I had a small workbench in the shop next to my father’s. I would watch him and try to do what he did. Occasionally he would put things in my hands, giving me the chance to feel the weight of the tool. I grew up taking things apart then putting them back together. As I got older, I started making my own things. My favorite tool was a small wire welder because I could take it with me. My second favorite tool was my grandfather’s 32 oz framing hammer because it helped pay for my college – yes, people once framed houses with hammers!
After graduating from NJIT, I spent two years working at the Hillier Group. At the time it was one of the country’s largest design firms with a tremendous focus on integrated systems and occupant health. This experience was followed by a trip to Greece where I spent a few months moving north along ancient Greek and Roman ruins, over the Alps and out to the Netherlands. It was a not-so-organized route.
When I moved to Vermont in 2000, two amazing things happened to me. I started working with Bill Maclay, one of the greatest environmental architecture design pioneers, and even better, met my soulmate/wife who is my major source of inspiration (and who is also crazy enough to love and work in this profession).
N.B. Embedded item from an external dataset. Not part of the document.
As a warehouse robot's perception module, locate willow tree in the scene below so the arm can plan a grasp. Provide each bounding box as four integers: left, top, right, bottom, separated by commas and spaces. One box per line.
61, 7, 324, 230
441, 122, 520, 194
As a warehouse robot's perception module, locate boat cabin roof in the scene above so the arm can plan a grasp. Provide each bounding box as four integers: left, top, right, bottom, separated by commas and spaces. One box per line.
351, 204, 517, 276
Anything relevant in my life I’ve learned through physical experience. I need to put my hands on something to be able to understand it – see it with my eyes – feel the weight of it. I thought this might change as I grow older, but it has not. Architecture allows me to do this. I can see and touch every piece that goes into a great design; from the process itself to the most durable assembly; through its efficiency, beauty and the joy it brings to its occupants.